Think about the narrative about body image that is prevalent for men in the gay community. Generally speaking, we endorse a body type that is thin and muscular. This is communicated through the conversations we have, the centrality we place on appearance, and the media we consume that endorse this body type. Research indicates that the more we are exposed to this narrative, the more likely we are to believe subconsciously that our own sense of worth is linked to how well we meet these appearance expectations.
The problem is that researchers have linked this connection between sense of worth and appearance to outcomes such as increased risk of eating disorders, decreased self-esteem, increased steroid use, and increased depression for sexual minority men. And think about that trip to the pool — we are less likely to make that trip when we feel shame about how we look.
Think about the times you have checked out a hot guy, bought a magazine because of the model on the front cover, or commented that your buddy has “let himself go.” Each of these incidents is seemingly no big deal, but they add up to the narrative that sets up the body image so many people strive to attain and that contributes to the resulting psychological consequences.
This narrative won’t change overnight, but we all own a piece and can contribute to change if we stay aware.

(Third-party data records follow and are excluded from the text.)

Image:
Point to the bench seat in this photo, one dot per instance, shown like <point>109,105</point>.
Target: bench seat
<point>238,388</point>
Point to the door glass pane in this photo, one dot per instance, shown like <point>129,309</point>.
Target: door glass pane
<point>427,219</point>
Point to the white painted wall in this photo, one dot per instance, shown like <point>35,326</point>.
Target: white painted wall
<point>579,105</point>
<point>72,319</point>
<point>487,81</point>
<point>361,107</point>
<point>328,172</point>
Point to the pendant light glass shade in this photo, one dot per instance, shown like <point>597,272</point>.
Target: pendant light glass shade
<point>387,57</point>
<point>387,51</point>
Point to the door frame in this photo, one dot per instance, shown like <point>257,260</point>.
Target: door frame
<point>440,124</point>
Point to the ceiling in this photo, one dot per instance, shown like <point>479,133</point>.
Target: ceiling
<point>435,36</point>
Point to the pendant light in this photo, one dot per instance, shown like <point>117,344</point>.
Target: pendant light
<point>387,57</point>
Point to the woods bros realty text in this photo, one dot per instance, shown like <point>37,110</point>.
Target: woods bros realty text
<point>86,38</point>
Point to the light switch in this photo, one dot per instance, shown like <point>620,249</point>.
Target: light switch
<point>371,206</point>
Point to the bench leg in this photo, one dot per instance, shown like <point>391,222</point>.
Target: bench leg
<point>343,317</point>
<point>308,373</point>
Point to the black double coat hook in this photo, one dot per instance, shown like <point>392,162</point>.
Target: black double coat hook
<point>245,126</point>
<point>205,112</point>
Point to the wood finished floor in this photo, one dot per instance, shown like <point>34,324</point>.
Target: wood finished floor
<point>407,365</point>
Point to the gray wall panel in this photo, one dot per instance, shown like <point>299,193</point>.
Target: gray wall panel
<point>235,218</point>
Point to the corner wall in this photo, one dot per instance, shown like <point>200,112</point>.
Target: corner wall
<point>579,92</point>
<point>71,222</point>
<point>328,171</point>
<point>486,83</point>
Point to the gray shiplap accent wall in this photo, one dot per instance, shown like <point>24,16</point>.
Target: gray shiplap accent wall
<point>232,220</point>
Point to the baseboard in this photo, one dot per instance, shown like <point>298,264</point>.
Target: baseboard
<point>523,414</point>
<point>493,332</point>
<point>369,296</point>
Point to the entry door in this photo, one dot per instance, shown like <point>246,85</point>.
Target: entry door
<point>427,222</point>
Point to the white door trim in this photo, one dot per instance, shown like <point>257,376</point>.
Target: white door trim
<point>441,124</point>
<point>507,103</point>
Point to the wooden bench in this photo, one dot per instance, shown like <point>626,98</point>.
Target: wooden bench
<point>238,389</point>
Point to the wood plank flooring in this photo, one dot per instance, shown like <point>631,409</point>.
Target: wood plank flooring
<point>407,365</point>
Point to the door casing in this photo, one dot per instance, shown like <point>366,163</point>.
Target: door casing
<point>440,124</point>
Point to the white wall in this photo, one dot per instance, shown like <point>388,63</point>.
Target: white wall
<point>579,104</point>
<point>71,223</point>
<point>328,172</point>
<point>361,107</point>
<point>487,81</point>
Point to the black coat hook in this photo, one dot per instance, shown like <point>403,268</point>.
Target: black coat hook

So as summer approaches, focus your comments honoring the body on competency-based attributes (like strength, flexibility, and endurance) rather than appearance-based attributes (like waist size or muscle development). Think twice about saying things that communicate that someone’s worth is related to their appearance. Finally, challenge yourself to spend time with friends, at the pool or elsewhere, to celebrate being together rather than to size up who maintained a six-pack over the grueling winter months.
Chris Davids is an organizer for the LGBT-Affirmative Therapists Guild of Greater Kansas City and is a doctoral candidate in counseling psychology at the University of Missouri-Kansas City.